The venerable UNG Make: An ancient build tool that works great and is still better than most alternatives
Use Cases and Deployment Scope
Our team uses GNU Make to build any of our software projects once they have reached a reasonable level of complexity. We use it to build Go, C, and Fortran-based projects to provide simple "make build" or "make test" steps to compile code and run tests. It's an old-fashioned tool, and I wish there were better tools available, but none of the contenders seem to have the simplicity and extensibility that Make does. Other devices seem to be language-specific and specialized for specific ecosystems (e.g., maven or Gradle are great for Java, but not for C projects). Batch files are simpler but don't perform as well and don't provide as much out-of-the-box flexibility (e.g., ability to compile only specific files rather than a full build).
Pros
- Dependency tracking (only re-build files if needed)

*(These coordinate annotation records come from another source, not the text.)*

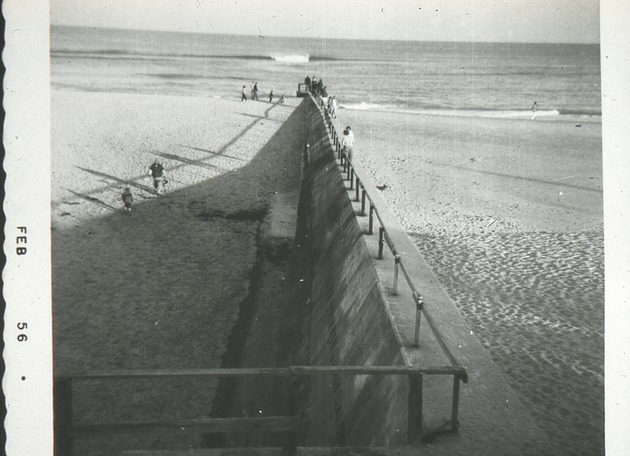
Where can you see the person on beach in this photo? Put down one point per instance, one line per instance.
(347, 142)
(156, 171)
(534, 110)
(127, 198)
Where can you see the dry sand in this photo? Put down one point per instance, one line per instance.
(508, 212)
(509, 215)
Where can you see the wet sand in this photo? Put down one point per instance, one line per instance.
(509, 215)
(161, 287)
(507, 212)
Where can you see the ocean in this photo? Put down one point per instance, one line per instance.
(472, 79)
(561, 382)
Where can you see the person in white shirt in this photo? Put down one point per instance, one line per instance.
(348, 142)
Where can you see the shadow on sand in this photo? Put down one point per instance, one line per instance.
(161, 289)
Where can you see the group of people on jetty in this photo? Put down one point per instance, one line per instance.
(254, 93)
(316, 87)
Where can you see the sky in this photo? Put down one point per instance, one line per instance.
(541, 21)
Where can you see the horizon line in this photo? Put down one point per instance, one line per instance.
(253, 35)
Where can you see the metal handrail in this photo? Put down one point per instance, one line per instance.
(65, 430)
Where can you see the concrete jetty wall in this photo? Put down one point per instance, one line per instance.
(348, 322)
(347, 318)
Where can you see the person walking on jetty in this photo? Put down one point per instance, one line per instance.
(127, 198)
(333, 106)
(156, 171)
(347, 143)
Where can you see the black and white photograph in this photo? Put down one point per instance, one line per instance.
(315, 228)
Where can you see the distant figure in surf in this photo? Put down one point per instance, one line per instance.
(156, 171)
(534, 110)
(127, 198)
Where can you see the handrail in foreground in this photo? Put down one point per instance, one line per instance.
(66, 430)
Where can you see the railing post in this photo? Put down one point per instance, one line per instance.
(371, 223)
(419, 305)
(62, 399)
(363, 202)
(455, 410)
(414, 412)
(396, 263)
(381, 232)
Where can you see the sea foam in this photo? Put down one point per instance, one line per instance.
(291, 58)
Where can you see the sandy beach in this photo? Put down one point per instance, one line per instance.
(508, 213)
(159, 287)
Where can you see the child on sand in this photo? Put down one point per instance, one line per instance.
(127, 198)
(156, 170)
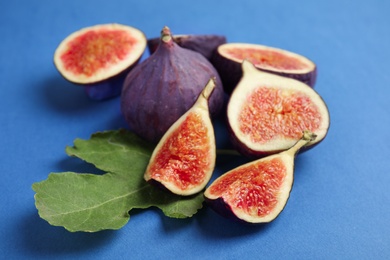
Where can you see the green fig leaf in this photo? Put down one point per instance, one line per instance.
(90, 202)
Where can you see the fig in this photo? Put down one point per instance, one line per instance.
(99, 57)
(184, 158)
(164, 86)
(229, 56)
(258, 191)
(205, 44)
(267, 113)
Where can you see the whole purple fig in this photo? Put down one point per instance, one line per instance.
(164, 86)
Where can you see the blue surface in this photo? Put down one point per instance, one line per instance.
(339, 205)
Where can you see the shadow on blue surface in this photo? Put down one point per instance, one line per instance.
(40, 238)
(64, 96)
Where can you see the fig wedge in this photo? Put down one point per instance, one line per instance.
(184, 158)
(229, 56)
(267, 113)
(258, 191)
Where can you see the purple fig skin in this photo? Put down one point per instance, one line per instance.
(231, 73)
(164, 86)
(204, 44)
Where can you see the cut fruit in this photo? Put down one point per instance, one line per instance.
(229, 57)
(184, 159)
(258, 191)
(204, 44)
(99, 57)
(267, 113)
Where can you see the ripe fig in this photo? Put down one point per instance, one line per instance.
(267, 113)
(99, 57)
(164, 86)
(229, 56)
(184, 159)
(205, 44)
(258, 191)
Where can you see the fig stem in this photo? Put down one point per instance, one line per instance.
(209, 88)
(307, 137)
(248, 66)
(166, 35)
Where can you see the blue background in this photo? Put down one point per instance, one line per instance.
(339, 205)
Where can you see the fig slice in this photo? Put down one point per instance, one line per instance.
(229, 56)
(267, 113)
(258, 191)
(99, 57)
(205, 44)
(184, 158)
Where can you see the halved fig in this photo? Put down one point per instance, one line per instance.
(99, 57)
(229, 56)
(205, 44)
(258, 191)
(184, 158)
(267, 113)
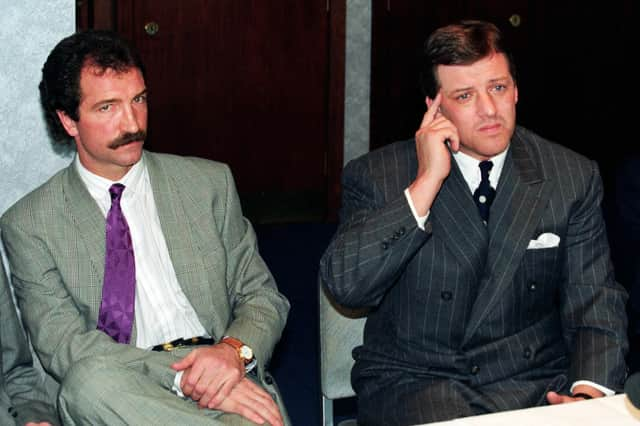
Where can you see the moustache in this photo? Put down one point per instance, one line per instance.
(127, 138)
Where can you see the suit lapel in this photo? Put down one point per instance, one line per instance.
(176, 215)
(453, 210)
(521, 198)
(89, 223)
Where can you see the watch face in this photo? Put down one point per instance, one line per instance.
(246, 352)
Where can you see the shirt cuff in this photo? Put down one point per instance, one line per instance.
(605, 391)
(176, 384)
(420, 220)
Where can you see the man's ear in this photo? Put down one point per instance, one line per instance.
(68, 123)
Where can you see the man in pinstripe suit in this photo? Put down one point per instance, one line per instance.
(471, 316)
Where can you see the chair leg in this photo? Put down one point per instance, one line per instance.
(327, 411)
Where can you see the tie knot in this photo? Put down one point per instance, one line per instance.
(116, 191)
(485, 167)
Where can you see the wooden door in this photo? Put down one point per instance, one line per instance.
(247, 82)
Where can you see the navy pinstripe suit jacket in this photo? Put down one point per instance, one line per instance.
(472, 304)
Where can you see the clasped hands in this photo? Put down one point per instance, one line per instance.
(556, 398)
(214, 376)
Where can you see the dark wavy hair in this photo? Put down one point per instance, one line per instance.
(60, 85)
(462, 43)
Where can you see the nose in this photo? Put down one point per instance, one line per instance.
(130, 122)
(487, 106)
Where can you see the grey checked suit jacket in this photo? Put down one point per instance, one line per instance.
(468, 303)
(23, 396)
(56, 245)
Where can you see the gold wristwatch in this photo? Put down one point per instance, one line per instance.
(244, 352)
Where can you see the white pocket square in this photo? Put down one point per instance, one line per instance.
(546, 240)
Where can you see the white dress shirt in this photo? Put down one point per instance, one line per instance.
(162, 311)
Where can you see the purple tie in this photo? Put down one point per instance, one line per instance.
(118, 290)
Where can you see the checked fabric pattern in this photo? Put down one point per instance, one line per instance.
(118, 291)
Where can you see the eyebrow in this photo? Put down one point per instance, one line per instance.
(491, 81)
(113, 100)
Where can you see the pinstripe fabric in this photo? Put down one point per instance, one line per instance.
(55, 244)
(463, 306)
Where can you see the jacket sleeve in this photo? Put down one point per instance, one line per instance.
(259, 311)
(23, 384)
(377, 236)
(593, 304)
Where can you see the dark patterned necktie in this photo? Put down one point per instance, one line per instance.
(118, 290)
(484, 194)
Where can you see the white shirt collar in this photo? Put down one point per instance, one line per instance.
(471, 172)
(99, 187)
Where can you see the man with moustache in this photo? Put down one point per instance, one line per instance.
(165, 313)
(481, 251)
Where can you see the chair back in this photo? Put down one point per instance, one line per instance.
(341, 330)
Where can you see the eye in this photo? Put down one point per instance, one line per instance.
(140, 99)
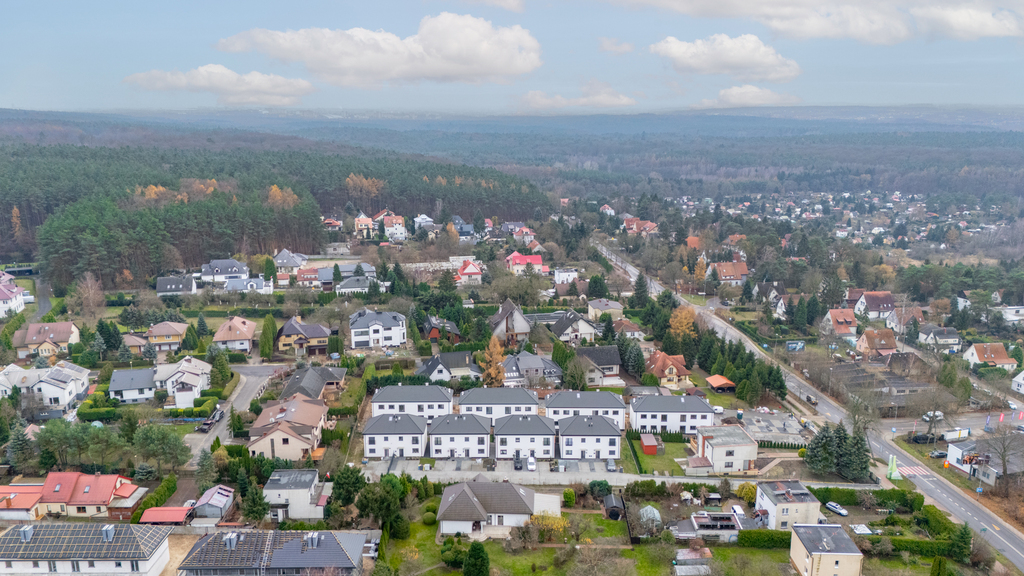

- Simple to integrate with existing command-line tools
Cons
- No dependency management tools (but there are no cross-platform tools of this type anyway)
- Tedious to do cross-compilation (Debug & Release builds, 32- and 64-bit builds, x86/ARM builds)
Likelihood to Recommend
GNU Make is a great tool for simple builds where language-specific options are not available, or to provide shortcuts for common commands (e.g., "make build" as shorthand for "go build ..." with a bunch of flags). However, it is complementary to other build systems. It does not replace them, which is perhaps one of its greatest strengths as well (works with existing ecosystem instead of trying to do everything). GMU Make it simple to get started with, and the philosophy of understanding how sources map to outputs, as well as the dependency graph, are beneficial.